Aduna’s big break was a chance meeting in a park between Andrew Hunt and Suzy Menkes, Fashion Editor of the International Herald Tribune. After hearing his story, Suzy invited Andrew to speak at the International Herald Tribune Luxury Conference on “The Promise of Africa.” Andrew recognised how networks, and particularly notable figures, can add legitimacy and visibility to a startup company. The chance to speak at the conference sparked interest in a couple of celebrities who were present in the audience. As celebrities expressed interest in baobab and the mission of Aduna, he took the next step by directly asking them whether they would be willing to be named as fans.
- Be Creative. Set Your Product or Service Apart
The next step was to get baobab products into stores. Aduna knew that their packaging was a selling point – they had designed it to be so – and they used it to set their product apart from other samples which end up on buyers’ desks. Aduna created a wrapping paper of their eye-catching baobab fruit packaging, and hand-delivered gift-wrapped samples to buyers.
But as the buyers for the UK’s top health food stores were swamped with sample products and e-mails this strategy didn’t immediately pay off.

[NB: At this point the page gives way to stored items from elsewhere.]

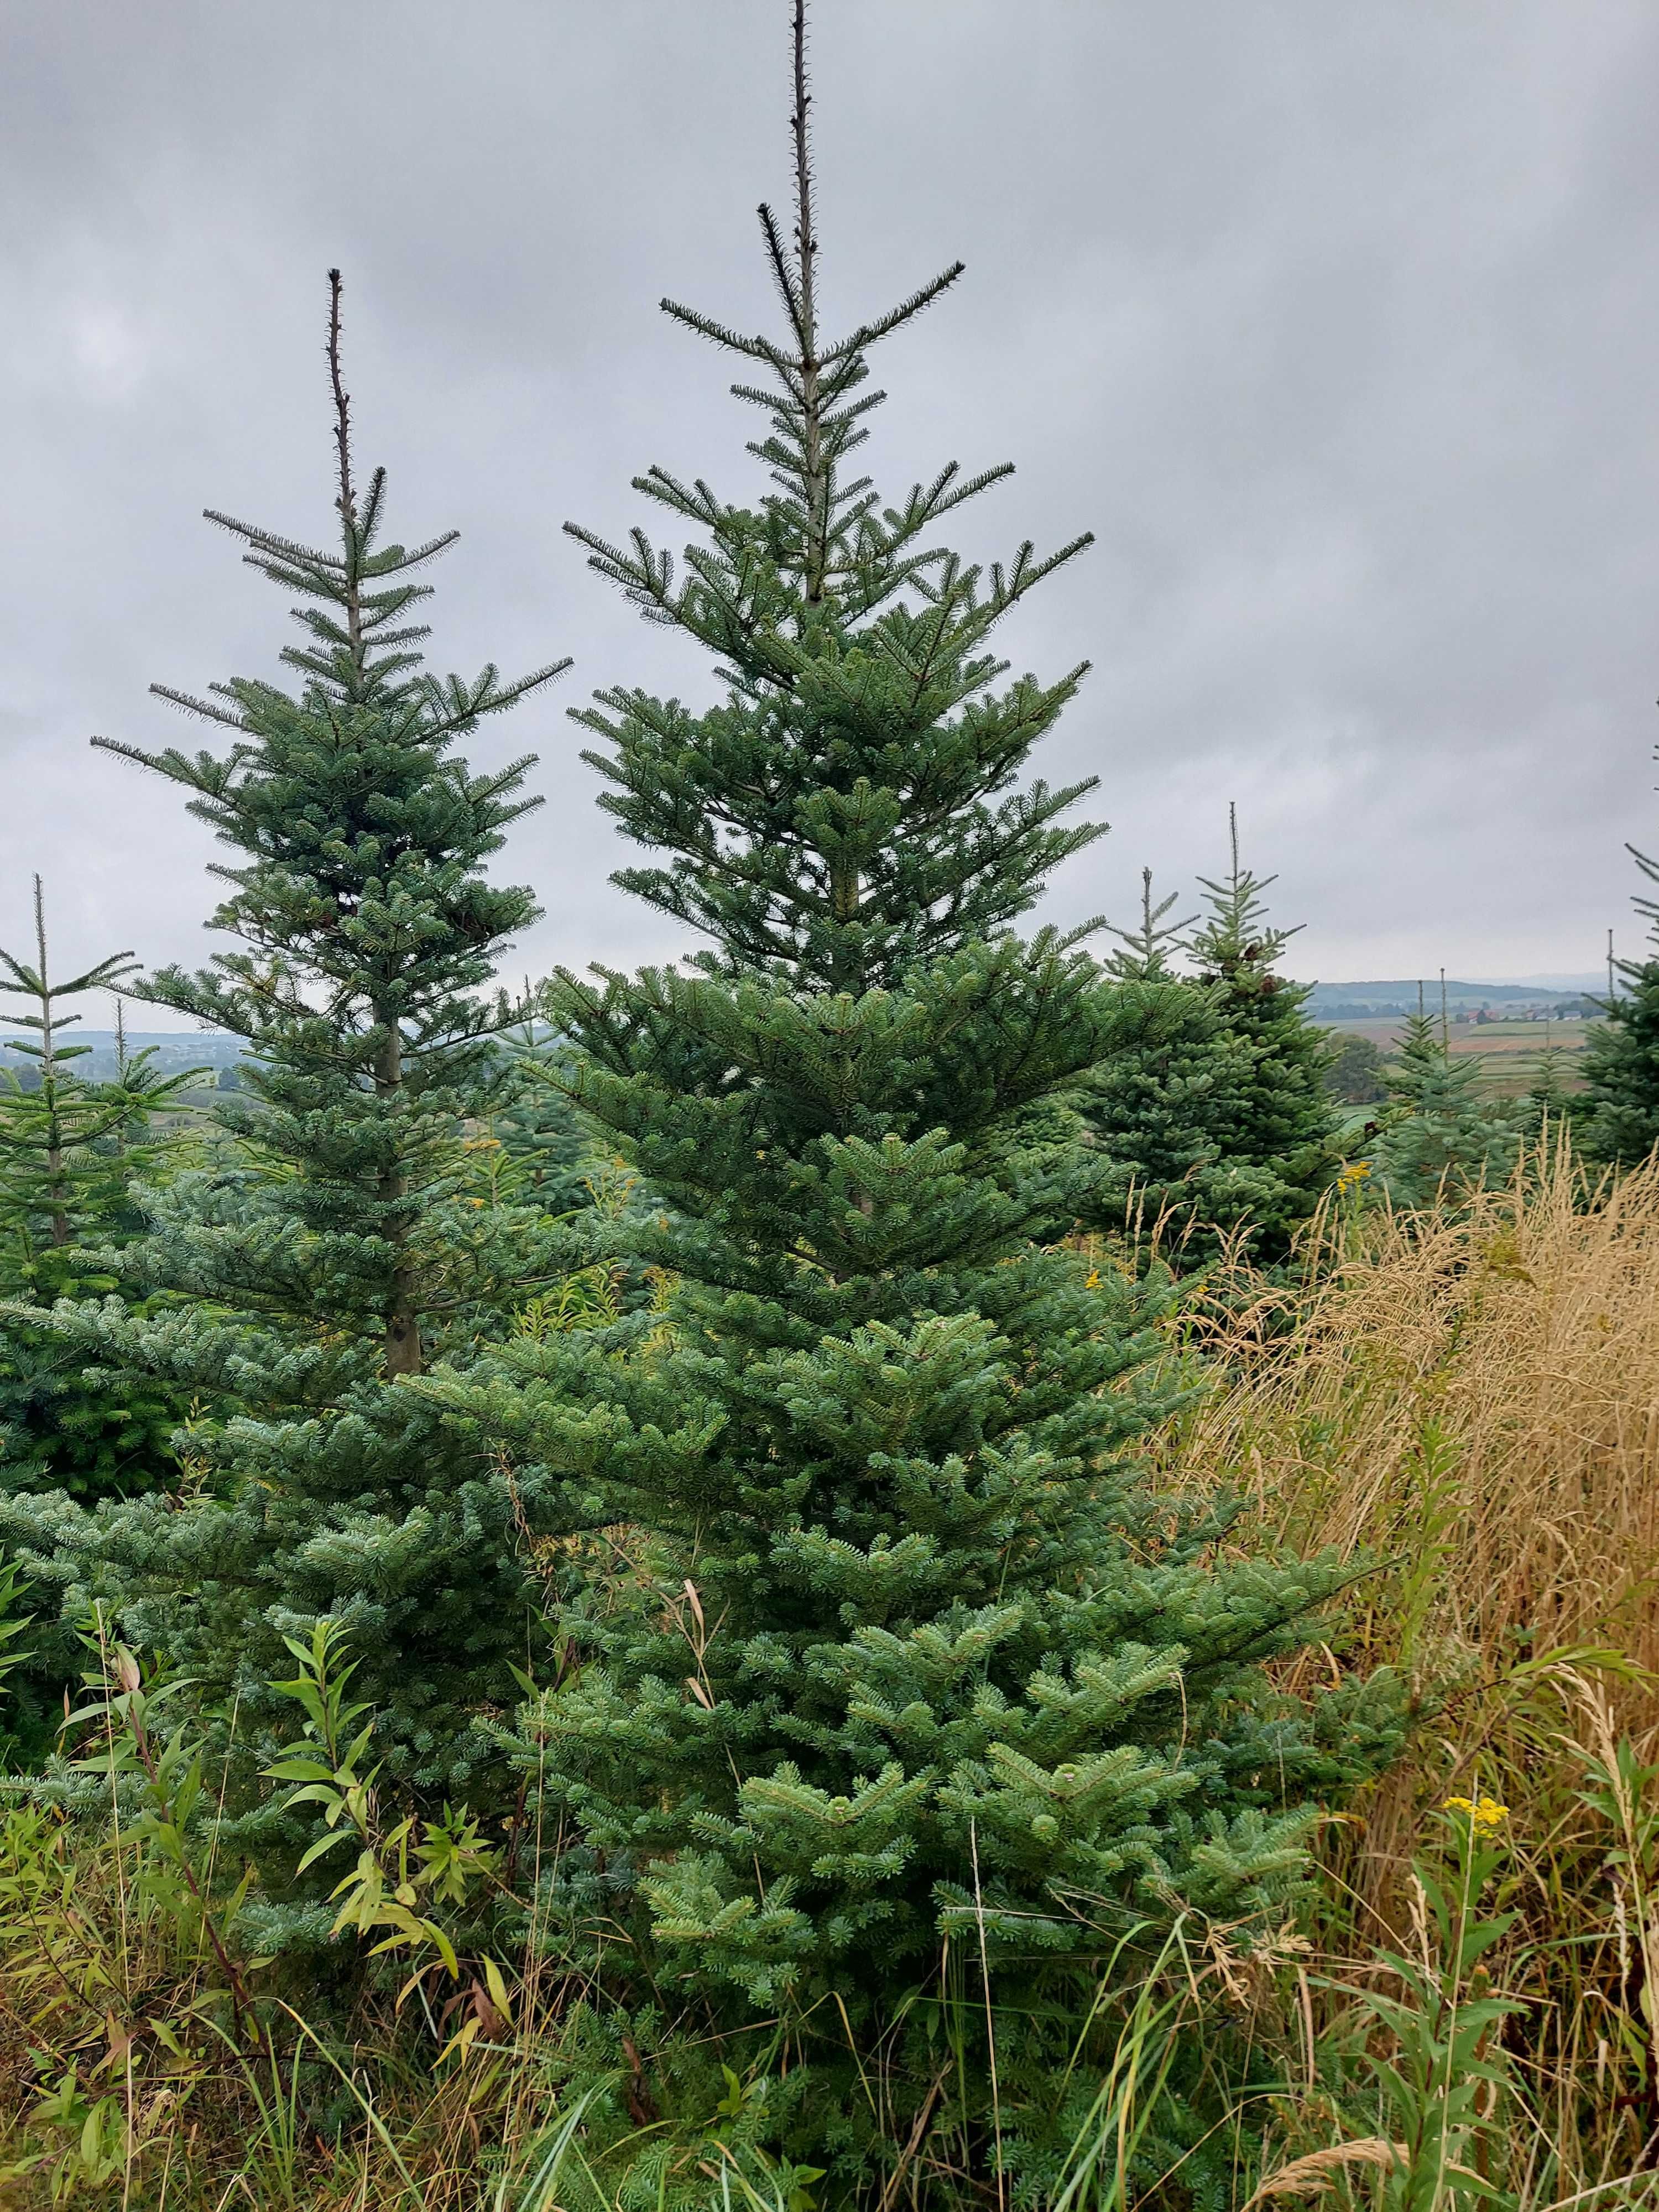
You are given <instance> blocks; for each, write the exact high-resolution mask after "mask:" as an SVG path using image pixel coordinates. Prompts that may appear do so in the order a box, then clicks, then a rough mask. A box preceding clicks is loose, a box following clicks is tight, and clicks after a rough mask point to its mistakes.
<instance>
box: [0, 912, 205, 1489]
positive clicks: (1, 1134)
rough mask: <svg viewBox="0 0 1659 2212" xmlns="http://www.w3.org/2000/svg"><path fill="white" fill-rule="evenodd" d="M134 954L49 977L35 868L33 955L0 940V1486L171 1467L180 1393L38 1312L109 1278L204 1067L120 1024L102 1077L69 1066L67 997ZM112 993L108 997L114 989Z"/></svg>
mask: <svg viewBox="0 0 1659 2212" xmlns="http://www.w3.org/2000/svg"><path fill="white" fill-rule="evenodd" d="M133 971H135V962H133V958H131V953H113V956H108V958H106V960H97V962H95V964H93V967H91V969H86V971H84V973H80V975H75V978H71V980H69V982H53V975H51V960H49V949H46V905H44V889H42V883H40V876H35V949H33V960H24V958H20V956H15V953H9V951H0V973H2V975H4V978H7V980H4V982H0V993H4V995H15V998H20V1000H22V1002H24V1004H27V1006H31V1009H33V1011H29V1013H0V1022H7V1024H11V1026H15V1029H22V1031H24V1035H22V1037H7V1040H4V1046H2V1048H4V1053H13V1055H18V1057H15V1060H13V1062H11V1066H0V1301H4V1303H0V1486H2V1489H27V1486H40V1484H60V1486H64V1489H69V1491H73V1493H75V1495H80V1498H104V1495H115V1498H119V1495H131V1493H133V1491H144V1489H153V1486H155V1484H159V1482H170V1480H177V1460H175V1458H173V1453H170V1451H168V1438H170V1433H173V1429H175V1427H177V1425H179V1420H181V1418H184V1416H186V1413H188V1407H190V1400H188V1398H186V1396H184V1394H181V1391H179V1389H175V1387H170V1385H168V1383H164V1380H157V1378H150V1380H148V1383H137V1378H131V1380H122V1378H117V1376H111V1374H106V1371H100V1369H97V1367H88V1365H86V1356H84V1352H82V1349H77V1345H75V1340H73V1338H69V1336H64V1334H62V1332H60V1329H53V1327H51V1325H49V1323H46V1318H44V1314H33V1312H31V1310H40V1307H51V1305H53V1303H55V1301H58V1298H80V1296H86V1294H95V1292H104V1294H111V1292H117V1290H119V1287H122V1248H124V1245H128V1243H131V1241H133V1234H135V1232H137V1228H139V1225H142V1217H139V1212H137V1206H135V1199H133V1190H135V1186H137V1183H139V1181H146V1179H150V1181H153V1179H155V1177H161V1175H168V1172H170V1170H173V1168H175V1166H177V1164H179V1161H181V1157H184V1150H186V1148H184V1144H181V1141H179V1139H177V1137H168V1139H159V1137H157V1135H155V1130H153V1121H155V1117H157V1115H159V1113H161V1110H164V1108H168V1106H177V1104H179V1097H181V1093H184V1091H188V1088H190V1084H192V1082H195V1079H197V1077H199V1075H201V1071H199V1068H181V1071H177V1073H175V1075H166V1077H164V1075H157V1073H155V1068H153V1057H155V1055H153V1051H139V1053H131V1055H128V1051H126V1033H124V1026H117V1073H115V1079H113V1082H88V1079H86V1077H84V1075H82V1071H80V1068H77V1066H75V1062H77V1060H86V1057H88V1053H91V1046H86V1044H75V1042H73V1040H66V1031H71V1029H73V1026H75V1024H77V1022H80V1013H69V1011H66V1002H71V1000H75V998H84V995H86V993H88V991H115V989H119V987H122V984H124V982H128V980H131V975H133ZM117 1006H119V1002H117Z"/></svg>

For some buyers, the health benefits and the attention-grabbing packaging was not convincing enough, but Aduna continued to push. Despite the disinterest of many of the health food stores, Aduna felt they had a winning product. Instead of taking no for an answer, they regularly updated the buyers on recent developments and press coverage. They also conducted surveys regarding the health benefits of baobab, the results of which they shared with potential buyers. After 8-9 follow-up emails, they finally received an invitation to meet with one health store which resulted in an agreement to stock the product in five stores.
- Research and Respond to the Market
When the supplements finally made it to store shelves at the end of 2012, they were very slow to move. Just ten products sold in the course of two months. Aduna went back to their market research and found that 88% of customers had never heard of baobab fruit. They also realized that store managers didn’t know about baobab and so couldn’t help customers who asked about it. Aduna concluded that lagging sales were due to an information gap, and so with the help of their strong advisory board, they developed an education and awareness campaign.
They enlisted the help of 10 interns (‘The Aduna Feel Good Tribe’) who were passionate about Aduna’s mission and trained them to become brand ambassadors in-store. Standing at a sampling table in each retail outlet, dressed in an Aduna t-shirt and equipped with banners, samples, and a real baobab fruit, these interns shared the story of the baobab fruit and Aduna with customers as they walked past. The awareness building campaign introduced consumers to baobab fruit with promising results and wherever Aduna did this, their product rapidly became the best-selling supplement.
Baobab is now starting to gain recognition as a “super food" that can benefit energy levels, metabolism, the immune system, and skin health, and very soon Aduna will release the results of a clinical trial. Baobab is just one product which Aduna plans to bring to market and to help put African natural products on the map.